Aside: There are so many people (me included) that are building stuff to help with fibers, which really show that raw channels + fibers are not sufficient for the needs people have. Perhaps it is time for people to actually cooperate to build something great instead of having everyone build their own :slight_smile:


Yeah, I think a coordinated approach would be benefitial. These kind of tasks are very common and working solutions apply for a vast majority of uses cases. There should be a good implementation in stdlib. I’d really like to pick up #6468 again.


Cooperating on concurrency? That’s why I created:

Whats inside

  • Parallel map/reduce
  • CountDownLatch (I should probably rename to WaitGroup)
  • Semaphore
  • Other shit

Waitgroup/Latch design

The design is the opposite of Pond using both a channel and atomic counter.

Why?
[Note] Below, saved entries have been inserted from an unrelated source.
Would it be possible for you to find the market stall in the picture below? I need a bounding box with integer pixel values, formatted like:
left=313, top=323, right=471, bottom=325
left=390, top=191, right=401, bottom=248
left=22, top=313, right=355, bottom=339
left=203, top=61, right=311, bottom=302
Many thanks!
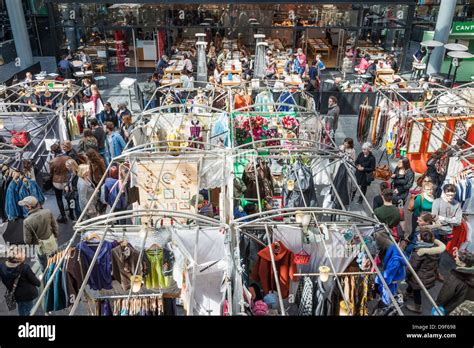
left=227, top=93, right=442, bottom=316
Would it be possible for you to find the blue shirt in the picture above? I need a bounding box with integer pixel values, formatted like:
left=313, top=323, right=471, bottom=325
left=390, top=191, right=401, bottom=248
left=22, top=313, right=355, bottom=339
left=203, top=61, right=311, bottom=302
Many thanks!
left=309, top=66, right=318, bottom=80
left=58, top=60, right=73, bottom=71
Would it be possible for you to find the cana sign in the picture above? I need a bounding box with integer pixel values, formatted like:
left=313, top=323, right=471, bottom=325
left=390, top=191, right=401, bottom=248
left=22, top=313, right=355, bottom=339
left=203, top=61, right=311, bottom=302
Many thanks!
left=452, top=21, right=474, bottom=34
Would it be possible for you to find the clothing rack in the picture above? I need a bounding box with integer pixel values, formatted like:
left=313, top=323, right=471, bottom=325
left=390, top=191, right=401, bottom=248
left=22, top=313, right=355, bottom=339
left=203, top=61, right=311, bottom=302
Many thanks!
left=95, top=292, right=181, bottom=300
left=294, top=271, right=377, bottom=277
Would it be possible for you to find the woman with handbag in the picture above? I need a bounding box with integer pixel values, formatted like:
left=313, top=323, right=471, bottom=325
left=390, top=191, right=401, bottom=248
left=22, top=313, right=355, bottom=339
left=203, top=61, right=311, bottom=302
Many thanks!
left=0, top=247, right=40, bottom=315
left=391, top=158, right=415, bottom=206
left=354, top=142, right=376, bottom=204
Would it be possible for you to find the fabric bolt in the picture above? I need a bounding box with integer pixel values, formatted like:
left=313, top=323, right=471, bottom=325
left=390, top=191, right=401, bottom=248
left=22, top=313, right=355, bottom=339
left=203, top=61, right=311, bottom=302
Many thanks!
left=77, top=241, right=113, bottom=290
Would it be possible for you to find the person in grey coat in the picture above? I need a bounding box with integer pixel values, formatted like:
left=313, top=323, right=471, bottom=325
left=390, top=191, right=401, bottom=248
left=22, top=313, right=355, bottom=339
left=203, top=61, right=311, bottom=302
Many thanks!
left=326, top=96, right=340, bottom=132
left=77, top=164, right=97, bottom=220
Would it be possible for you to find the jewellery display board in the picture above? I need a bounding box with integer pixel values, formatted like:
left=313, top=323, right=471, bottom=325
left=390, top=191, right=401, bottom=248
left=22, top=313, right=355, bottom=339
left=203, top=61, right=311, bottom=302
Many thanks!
left=407, top=120, right=424, bottom=154
left=427, top=121, right=447, bottom=153
left=137, top=160, right=199, bottom=225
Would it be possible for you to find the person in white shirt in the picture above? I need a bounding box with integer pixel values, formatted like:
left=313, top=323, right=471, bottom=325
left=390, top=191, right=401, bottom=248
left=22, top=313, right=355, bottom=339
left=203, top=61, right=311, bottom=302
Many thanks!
left=23, top=72, right=34, bottom=85
left=183, top=53, right=193, bottom=73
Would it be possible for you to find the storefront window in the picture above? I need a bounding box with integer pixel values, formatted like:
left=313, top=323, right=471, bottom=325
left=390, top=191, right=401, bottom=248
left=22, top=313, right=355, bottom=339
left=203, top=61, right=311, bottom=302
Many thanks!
left=49, top=2, right=414, bottom=73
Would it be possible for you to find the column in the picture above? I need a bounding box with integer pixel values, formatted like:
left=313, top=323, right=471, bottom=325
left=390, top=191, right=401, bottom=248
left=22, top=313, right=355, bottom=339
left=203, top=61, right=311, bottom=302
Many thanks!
left=5, top=0, right=33, bottom=69
left=196, top=41, right=208, bottom=83
left=427, top=0, right=456, bottom=75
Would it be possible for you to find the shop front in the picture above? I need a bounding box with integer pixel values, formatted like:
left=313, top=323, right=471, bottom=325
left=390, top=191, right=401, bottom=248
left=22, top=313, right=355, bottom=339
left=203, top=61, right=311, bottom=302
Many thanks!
left=45, top=1, right=416, bottom=74
left=422, top=21, right=474, bottom=83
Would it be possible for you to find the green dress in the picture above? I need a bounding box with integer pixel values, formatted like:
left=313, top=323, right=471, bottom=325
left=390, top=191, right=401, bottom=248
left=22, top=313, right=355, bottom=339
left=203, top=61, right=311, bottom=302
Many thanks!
left=145, top=249, right=172, bottom=289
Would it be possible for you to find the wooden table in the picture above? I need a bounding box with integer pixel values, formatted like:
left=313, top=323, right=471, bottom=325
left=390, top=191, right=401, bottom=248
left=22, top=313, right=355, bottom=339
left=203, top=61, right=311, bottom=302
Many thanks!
left=160, top=79, right=181, bottom=86
left=308, top=39, right=331, bottom=56
left=223, top=60, right=242, bottom=74
left=378, top=74, right=407, bottom=88
left=73, top=70, right=94, bottom=78
left=284, top=74, right=303, bottom=86
left=375, top=68, right=395, bottom=85
left=165, top=61, right=185, bottom=76
left=221, top=75, right=242, bottom=87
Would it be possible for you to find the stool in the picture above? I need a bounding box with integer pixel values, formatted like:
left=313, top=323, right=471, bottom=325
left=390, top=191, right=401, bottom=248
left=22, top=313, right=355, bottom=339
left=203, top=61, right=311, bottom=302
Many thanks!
left=95, top=75, right=108, bottom=88
left=94, top=64, right=105, bottom=74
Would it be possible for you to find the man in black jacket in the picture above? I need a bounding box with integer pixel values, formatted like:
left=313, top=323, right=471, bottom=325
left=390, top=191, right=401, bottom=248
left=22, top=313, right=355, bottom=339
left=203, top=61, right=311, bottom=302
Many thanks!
left=90, top=118, right=106, bottom=160
left=437, top=250, right=474, bottom=314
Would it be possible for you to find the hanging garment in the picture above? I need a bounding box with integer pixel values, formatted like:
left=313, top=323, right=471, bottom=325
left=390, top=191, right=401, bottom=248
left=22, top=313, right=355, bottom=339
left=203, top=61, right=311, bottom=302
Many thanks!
left=65, top=247, right=84, bottom=306
left=211, top=113, right=229, bottom=147
left=242, top=159, right=274, bottom=201
left=374, top=244, right=407, bottom=305
left=53, top=261, right=68, bottom=311
left=77, top=240, right=113, bottom=290
left=276, top=92, right=296, bottom=112
left=254, top=91, right=274, bottom=112
left=311, top=158, right=331, bottom=185
left=234, top=94, right=252, bottom=111
left=5, top=179, right=22, bottom=220
left=313, top=277, right=333, bottom=316
left=111, top=243, right=150, bottom=291
left=298, top=276, right=314, bottom=316
left=357, top=103, right=373, bottom=144
left=145, top=249, right=172, bottom=289
left=447, top=220, right=468, bottom=257
left=331, top=163, right=350, bottom=209
left=19, top=179, right=45, bottom=208
left=0, top=174, right=7, bottom=221
left=282, top=161, right=317, bottom=208
left=250, top=241, right=297, bottom=299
I benchmarked hooking in to the scheduler, Mutexes, atomics and of course Channels.

  • Modifying the scheduler was ruled out as too brittle with Crystal possibly changing it’s internals over time.
  • Mutexes surprisingly never performed better than Channels.
  • Atomics performed slightly better Channels, but don’t provide a way to signal fibers waiting on the WaitGroup without interfacing with the scheduler.

So a hybrid design was born.
Atomic counters are used to track individual fiber exits (for speed).
A channel is used to coordinate with any fibers waiting for the WaitGroup to finish.

WaitGroup/Latch error handling (unique feature)

A single error return was added covering a common pattern of

  • Spawn a bunch of tasks
  • Did all of them succeed? No? Show me the first error.

This is equivalent to @jgaskins example, without creating a future object for each fiber:
(IDK which future shard he’s using, but it probably contains a Channel or more per future or isn’t -Dpreview_mt safe/efficient.)

wg = Concurrent::CountDownLatch.new things_to_process.size
things.to_process.each { |thing| wg.spawn { do_work(thing) } }
wg.wait # raises if any Fibers have uncaught exceptions

This is probably lower overhead than using futures but only matters with a large number of tasks.

Future vs Waitgroup. Which to use?

Most WaitGroup uses appear to

  • Execute something without returning a value
  • Signal exit to the WaitGroup
  • Sometimes report an error
  • Blow up when fed large amounts of data (see next section)

If a return value is needed Channels or Futures are used making WaitGroups unnecessary.

Resource exhaustion when using WaitGroups, Channels or Futures

Consider a large number of tasks with either [Waitgroups, Channels or Futures] opening [a file, network connection, database, large amount of RAM or other limited resource]:

urls = [10_000_000_urls, ...]
urls.each do |url|
  # Try any of these
  spawn { http_get(url) }
  wg.spawn { http_get(url) }
  future { http_get(url) }

10_000_000 open files? Shit’s gonna break.

Ok, just wrap a Semaphore around limited resources. Problem solved right?

semaphore = Semaphore.new(100) # Allow 100 parallel operations
# In loop
  spawn { semaphore.acquire { http_get(url) } }

This is getting complicated. There must be a better way…

(Stay tuned for Episode 2)


I don’t want to pick on Pond but… it appears to use busy waiting.

If your application is waiting on IO or sleep, Pond.drain will eat a core looping.
With -Dpreview_mt it’s worse. When the number of active Fibers drops below CRYSTAL_WORKERS it will eat a core regardless of being IO or CPU bound.

If I read the code correctly. Maybe I made a mistake.